Xiong Zhijuan, Xing Chutian, Zhang Ping, Diao Yunlian, Guang Chenxi, Ying Ying, Zhang Wei
Department of Gastroenterology, The First Affiliated Hospital of Nanchang University, Nanchang 330006, China.
Jiangxi Medical Center for Major Public Health Events, The First Affiliated Hospital of Nanchang University, Nanchang 330006, China.
Biomedicines. 2023 Mar 22;11(3):983. doi: 10.3390/biomedicines11030983.
Gastric cancer (GC) is the third leading cause of cancer-related deaths worldwide. However, there are still no reliable biomarkers for the prognosis of this disease. This study aims to construct a robust protein-based prognostic prediction model for GC patients. The protein expression data and clinical information of GC patients were downloaded from the TCPA and TCGA databases, and the expressions of 218 proteins in 352 GC patients were analyzed using bioinformatics methods. Additionally, Kaplan-Meier (KM) survival analysis and univariate and multivariate Cox regression analysis were applied to screen the prognosis-related proteins for establishing the prognostic prediction risk model. Finally, five proteins, including NDRG1_pT346, SYK, P90RSK, TIGAR, and XBP1, were related to the risk prognosis of gastric cancer and were selected for model construction. Furthermore, a significant trend toward worse survival was found in the high-risk group ( = 1.495 × 10-7). The time-dependent ROC analysis indicated that the model had better specificity and sensitivity compared to the clinical features at 1, 2, and 3 years (AUC = 0.685, 0.673, and 0.665, respectively). Notably, the independent prognostic analysis results revealed that the model was an independent prognostic factor for GC patients. In conclusion, the robust protein-based model based on five proteins was established, and its potential benefits in the prognostic prediction of GC patients were demonstrated.

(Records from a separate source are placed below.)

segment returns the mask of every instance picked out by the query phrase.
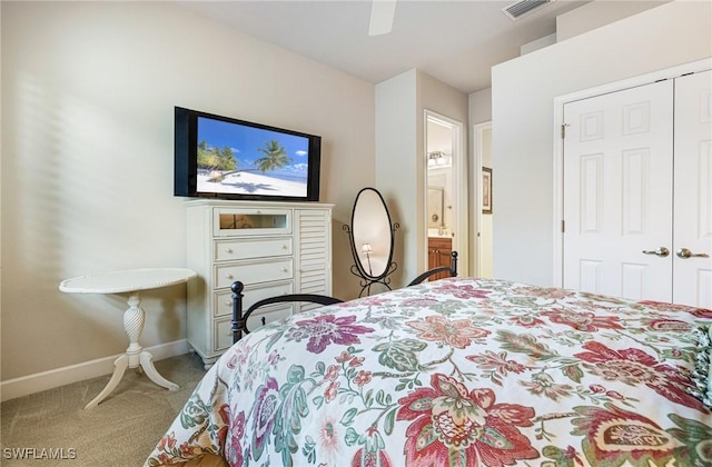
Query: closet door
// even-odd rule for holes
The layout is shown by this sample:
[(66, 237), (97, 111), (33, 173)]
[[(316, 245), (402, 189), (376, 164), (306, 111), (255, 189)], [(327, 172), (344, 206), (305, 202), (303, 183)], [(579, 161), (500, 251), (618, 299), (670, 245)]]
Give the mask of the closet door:
[(673, 82), (564, 106), (564, 287), (672, 301)]
[(711, 83), (712, 71), (675, 79), (673, 300), (703, 308), (712, 308)]

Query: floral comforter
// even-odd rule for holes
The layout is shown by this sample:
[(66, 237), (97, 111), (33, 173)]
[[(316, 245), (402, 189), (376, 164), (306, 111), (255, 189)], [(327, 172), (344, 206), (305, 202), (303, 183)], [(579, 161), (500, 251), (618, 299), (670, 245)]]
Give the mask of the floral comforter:
[(233, 346), (146, 465), (710, 466), (688, 389), (712, 310), (448, 278)]

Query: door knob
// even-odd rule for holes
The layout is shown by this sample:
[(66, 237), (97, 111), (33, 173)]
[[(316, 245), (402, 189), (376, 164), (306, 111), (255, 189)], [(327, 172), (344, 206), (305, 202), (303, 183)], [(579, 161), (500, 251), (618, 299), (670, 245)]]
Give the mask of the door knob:
[(682, 258), (682, 259), (688, 259), (688, 258), (709, 258), (710, 257), (710, 255), (708, 255), (708, 254), (693, 254), (688, 248), (680, 248), (678, 251), (675, 251), (675, 255), (678, 255), (678, 257)]
[(656, 250), (643, 250), (643, 252), (645, 255), (656, 255), (661, 258), (666, 257), (668, 255), (670, 255), (670, 250), (665, 247), (660, 247)]

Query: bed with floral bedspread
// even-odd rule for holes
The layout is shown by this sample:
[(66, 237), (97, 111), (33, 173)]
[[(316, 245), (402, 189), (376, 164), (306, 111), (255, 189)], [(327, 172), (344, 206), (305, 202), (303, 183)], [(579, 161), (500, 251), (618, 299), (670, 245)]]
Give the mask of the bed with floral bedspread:
[(471, 278), (324, 307), (234, 345), (146, 465), (710, 466), (712, 413), (691, 394), (710, 324)]

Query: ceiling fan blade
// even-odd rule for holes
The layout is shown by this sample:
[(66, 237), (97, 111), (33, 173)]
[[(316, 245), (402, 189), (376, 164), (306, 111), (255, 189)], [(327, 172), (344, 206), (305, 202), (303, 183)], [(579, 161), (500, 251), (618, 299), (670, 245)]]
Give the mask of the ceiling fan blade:
[(396, 0), (373, 0), (370, 6), (370, 24), (368, 36), (387, 34), (393, 29), (393, 17), (396, 12)]

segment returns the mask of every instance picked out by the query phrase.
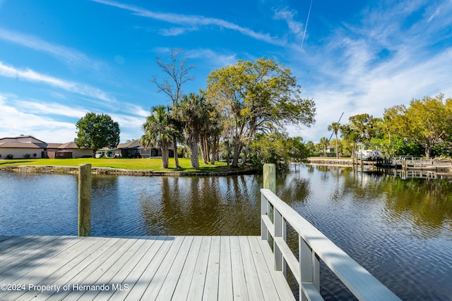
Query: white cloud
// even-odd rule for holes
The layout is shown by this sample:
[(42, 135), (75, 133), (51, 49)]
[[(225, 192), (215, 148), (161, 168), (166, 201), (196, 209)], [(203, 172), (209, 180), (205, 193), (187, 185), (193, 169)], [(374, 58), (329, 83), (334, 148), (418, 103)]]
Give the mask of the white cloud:
[(24, 35), (20, 32), (8, 30), (0, 27), (0, 39), (50, 54), (70, 65), (83, 65), (90, 68), (98, 68), (101, 65), (77, 50), (64, 46), (49, 43), (37, 37)]
[(208, 49), (188, 50), (186, 55), (191, 59), (206, 59), (210, 62), (210, 66), (214, 67), (223, 67), (227, 65), (233, 65), (237, 62), (237, 58), (235, 54), (219, 54), (212, 49)]
[(116, 102), (116, 99), (107, 93), (94, 87), (85, 84), (61, 80), (53, 76), (39, 73), (31, 69), (18, 69), (6, 66), (0, 61), (0, 76), (18, 78), (35, 82), (41, 82), (56, 87), (81, 95), (93, 97), (109, 102)]
[(76, 137), (74, 123), (56, 121), (23, 111), (8, 104), (11, 99), (0, 95), (0, 133), (2, 137), (31, 135), (47, 142), (67, 142)]
[[(202, 16), (181, 15), (177, 13), (156, 13), (152, 11), (139, 8), (138, 6), (123, 4), (112, 1), (92, 1), (110, 6), (114, 6), (119, 8), (130, 11), (133, 12), (136, 15), (141, 16), (142, 17), (149, 18), (151, 19), (158, 20), (160, 21), (173, 24), (186, 25), (191, 29), (194, 29), (200, 26), (215, 25), (222, 28), (237, 31), (244, 35), (252, 37), (253, 39), (259, 41), (264, 42), (266, 43), (279, 46), (285, 46), (287, 44), (285, 41), (282, 40), (278, 37), (272, 37), (268, 33), (257, 32), (251, 29), (244, 27), (237, 24), (216, 18), (208, 18)], [(180, 29), (178, 30), (179, 32), (180, 30)], [(164, 31), (164, 32), (165, 32)], [(171, 32), (171, 31), (166, 32)]]
[(303, 23), (294, 20), (297, 13), (287, 8), (277, 10), (275, 11), (275, 19), (284, 20), (287, 23), (290, 32), (295, 36), (295, 39), (300, 40), (303, 36)]
[[(312, 68), (311, 73), (294, 71), (306, 80), (300, 83), (316, 102), (317, 121), (301, 131), (290, 128), (290, 133), (318, 142), (329, 137), (327, 127), (342, 112), (343, 124), (359, 113), (382, 117), (385, 108), (408, 104), (413, 98), (441, 92), (451, 97), (452, 47), (432, 47), (448, 39), (443, 32), (451, 20), (444, 11), (452, 10), (452, 2), (446, 2), (439, 6), (441, 13), (433, 4), (422, 6), (424, 1), (363, 12), (361, 23), (337, 29), (325, 44), (310, 45), (306, 56), (292, 59)], [(407, 18), (423, 10), (425, 18), (406, 26)], [(381, 56), (382, 50), (386, 55)]]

胃癌(GC)是全球癌症相关死亡的第三大主要原因。然而,对于这种疾病的预后,仍然没有可靠的生物标志物。本研究旨在为GC患者构建一个强大的基于蛋白质的预后预测模型。从TCPA和TCGA数据库下载GC患者的蛋白质表达数据和临床信息,并使用生物信息学方法分析352例GC患者中218种蛋白质的表达。此外,应用Kaplan-Meier(KM)生存分析以及单变量和多变量Cox回归分析来筛选与预后相关的蛋白质,以建立预后预测风险模型。最后,包括NDRG1_pT346、SYK、P90RSK、TIGAR和XBP1在内的五种蛋白质与胃癌的风险预后相关,并被选用于模型构建。此外,在高危组中发现了显著的生存恶化趋势(= 1.495 × 10-7)。时间依赖性ROC分析表明,与1年、2年和3年的临床特征相比,该模型具有更好的特异性和敏感性(AUC分别为0.685、0.673和0.665)。值得注意的是,独立预后分析结果显示该模型是GC患者的独立预后因素。总之,建立了基于五种蛋白质的强大蛋白质模型,并证明了其在GC患者预后预测中的潜在益处。